Niños del Mundo Alive and Well at Chicano Park

Historic Restoration Project’s Second Phase Now In Progress

Photo and text: David Avalos

Chicano Park muralist Octavio Gonzalez admires Niños del Mundo, brought back to life by Norma Montoya during the Chicano Park Mural Restoration Project’s First Phase. Looming in the background Leyes (La Familia), painted by José Montoya (no relation) and the Royal Chicano Air Force in 1975, is one of five murals to be repainted during the Second Phase from September to November.

    On July and August weekends this summer Norma Montoya traveled from Los Angeles to San Diego’s Chicano Park painstakingly repainting Niños del Mundo. The hardworking artist first came south in 1975 with Charles “Gato” Félix, invited by local muralists to paint Niños on the Coronado Bridge’s concrete pillars.

    Montoya had been a commercial window painter recruited by Felíx to teach her skills to aspiring young women artists at Estrada Courts, a low-income housing project in LA’s Boyle Heights. In 1973 murals first appeared at both Chicano Park and Estrada Courts. Aware of each other’s barrio reputations artists found a way to connect. Montoya, who had painted Innocence (1973) and Sleeping Woman’s Dream (1974) at the projects, arrived in San Diego as an established Chicana organizer and muralist.

    She and Felíx responded to the geometry of the pillars with a three-dimensional image directing children to break repressive chains and pursue happiness by means of books and artists’ brushes, to expand consciousness through reason and imagination, and to behold the terrors and fasciations found beneath twinned Quetzalcoatl’s watchful eyes.

    Traveling back through time Montoya hopes that Felíx, now deceased, is satisfied with her efforts to be faithful to their original vision. She made changes necessitated by her lifetime of acquired technical knowledge, as well as a developed consciousness that prompted her, as one example, to add braids or “trencitas” to one of the figures in the mural so that girls would feel included.
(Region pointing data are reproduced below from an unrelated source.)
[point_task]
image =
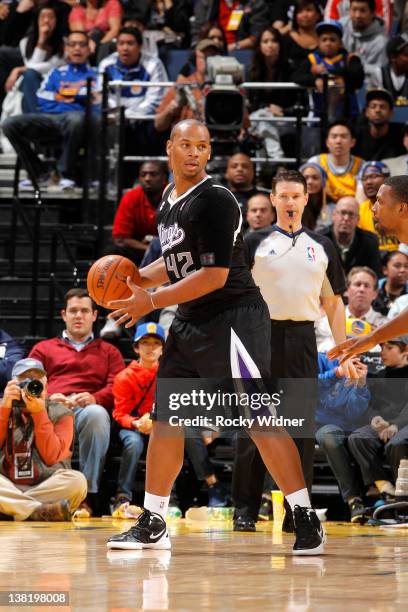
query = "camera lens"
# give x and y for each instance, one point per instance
(34, 388)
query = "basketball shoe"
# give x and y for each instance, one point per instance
(149, 531)
(310, 536)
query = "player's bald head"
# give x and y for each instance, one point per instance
(190, 126)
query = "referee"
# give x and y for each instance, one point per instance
(296, 270)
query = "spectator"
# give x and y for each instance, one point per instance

    UCSD Professor Gail Pérez, collecting oral histories of Park muralists, recorded Montoya’s account of an interaction while working here. When one niño del barrio asked her if the UFW eagle was a gang sign, she said, “let me tell you a story about a man named César Chávez.” She stopped painting and went on to describe the farm workers’ movement to the young boy. Norma Montoya returns to LAs leaving all of us with wonderful gifts including a revitalized mural pointing to a bright future for a new generation.